I wanted the I-Phone as well, but the other three phone users in the family wanted to stay with Verizon. So many of our family/friends are on Verizon it would make it too expensive to switch.

I died to self and stuck with the wife and kids.

Sir Aaron said...

Dan:

You can order them from AT&T or Apple online and have it delivered to your home. I'm surprised you didn't do this a couple weeks ago when they were announced.

The Squirrel said...

"Squirrel, As a matter of fact, I do."

Sob!

~Squirrel

Herding Grasshoppers said...

Love the "Legotized" movies (well, many of them, anyway!)

And sky-diving at 85! Woo-hoo!

Julie

trogdor said...

Ah, Robot Chicken. Further evidence that Seth Green is an underappreciated genius. Brilliant on Buffy, great as Scott Evil, all seven of us who actually watched Greg the Bunny thought it was tremendous, and now his work on Robot Chicken is second to none. 'Tis a shame it gets so filthy so often, I'd really like to be able to watch it more.

Admiral Ackbar is the patron saint of the blindingly obvious.

So one time I was at this parachurch thing where they used one of those awful/distracting motion picture backgrounds for the song lyrics. The one they chose was space-themed, with a bunch of cool animated Hubble-type images. One of them that cycled through every couple minutes was a scene where they started way back from a planet and zoomed in on it real fast, then came to a dead stop. Every single time that came up, my friend next to me would mutter "It's a trap!" just loud enough for me to hear. It may have been the most distracting thing ever. In that situation, is it acceptable to punch someone in church? Either the guy who did it, or the fool who thought that type of background would be a good idea.

P.D. Nelson said...

And regarding RSS, you really don't understand Rich site summary? Anyway Feedreader a RSS reader which I normally read various blog posts in does allow the robot chicken videos to play normally instead of sending them to a website. I would suggest your readers move to a superior piece of free software if the are having the difficulties they describe.

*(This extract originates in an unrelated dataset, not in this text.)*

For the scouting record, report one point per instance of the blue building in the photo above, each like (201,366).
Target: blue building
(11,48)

P.S. Thanks for the link to the pixar story and for making me blubber in front of my wife as I read it to her.

threegirldad said...

They'd always use the most deferential titles (my Esteemed Colleague, the Rt. Honorable Whatsisname, etc.)

Ahhh, yes. Memories of watching the House of Commons on BBC America. ;-)

Whether it's "The right honorable Lady/Gentleman" or "My distinguished colleague on the right/left," the meaning is the same: "This idiot from the other party."

Dan B. said...

Not sure if any has seen the show "Big Bang Theory" on CBS, but the character Sheldon on that show
tries to practice his Admiral Ackbar impression.

Thanks for the LEGO link!

DJP said...

Thanks, Trogdor (etc). I was wondering if anyone was going to party much with the Ackbar homage — well, you know, apart from Fred's shilling.

Your story is hysterical. And no, that would have been a "holy punch."

P.D. — that story is a heart-jerker, throw-downer, and -stamp-on-the-grounder, I think. Especially if you have kids.

Solameanie said...

I can't help it, Dan. Whenever I see "Senatrix," several things go through my head depending on mood. Dominatrix, co-redemptrix and mediatrix, and especially Trix are for kids.

By electing The Boxer, Californeeyah played a trix on the nation. And yes, the song "The Boxer" fits her to a tee, especially the chorus . . . "Lie lie lie . . .lie lie lie lie lie lie lie . . . lie lie lie."